Spain doesn’t run out of surprises. The bigger revelation isn’t any single town on this list; it’s the realization that the most-visited country in continental Europe has entire regions that international tourism has barely touched. The towns above are starting points. Head to one of them, slow down, eat lunch at 2:30 and dinner at 9:30, and let Spain show you the version that doesn’t make it onto the brochures.
Share your own hidden Spain discoveries in the comments. The list above is ten towns, but Spain has hundreds more worth finding.
FAQ
Which underrated Spanish town is easiest to reach from Barcelona?
Girona is the easiest: 37 minutes by high-speed train from Barcelona Sants, arriving in one of the best-preserved medieval cities in Catalonia. Cadaqués (on the northern Costa Brava) requires more travel but rewards it with dramatic scenery, the Dalí Museum in Portlligat, and a village atmosphere unchanged since the 1960s.
Which underrated Spanish town is easiest to reach from Madrid?
Sigüenza (1 hour 40 minutes by direct train) is the most convenient hidden gem from Madrid. Cuenca (1 hour 40 minutes by AVE) offers another extraordinary medieval option with its famous hanging houses over a gorge. Cáceres is a longer journey (3 to 4 hours) but a full destination rather than a day trip.
Is Córdoba considered underrated compared to other Andalucían cities?
Yes. Córdoba receives far fewer visitors than Seville, Málaga, or Granada despite having architecture that rivals all three. La Mezquita is one of the most significant and beautiful buildings in Europe.
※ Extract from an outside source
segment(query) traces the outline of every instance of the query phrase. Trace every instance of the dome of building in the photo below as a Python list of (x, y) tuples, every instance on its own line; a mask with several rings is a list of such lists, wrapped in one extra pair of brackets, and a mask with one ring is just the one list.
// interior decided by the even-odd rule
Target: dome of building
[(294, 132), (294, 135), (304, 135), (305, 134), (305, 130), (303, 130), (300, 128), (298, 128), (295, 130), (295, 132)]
The historic center, old Jewish quarter (Judería), and the Patios Festival in May make it arguably the most rewarding single-day visit in Andalucía.
Can you visit these towns without speaking Spanish?
In smaller Spanish towns, English is less widely spoken than in Barcelona or Madrid, particularly at local restaurants and bars. Basic Spanish phrases (please, thank you, ordering food, asking for the bill) go a long way and are genuinely appreciated. Google Translate’s camera function handles menus that don’t have pictures.
What is the best time of year to visit hidden Spain towns?
April to early June and September to October are the best windows: warm enough for outdoor activities, far below peak-season prices and crowds, and aligned with harvest festivals, spring wildflowers, and cultural events. August is Spain’s own holiday month and smaller towns often have reduced services or are busy with Spanish domestic tourists.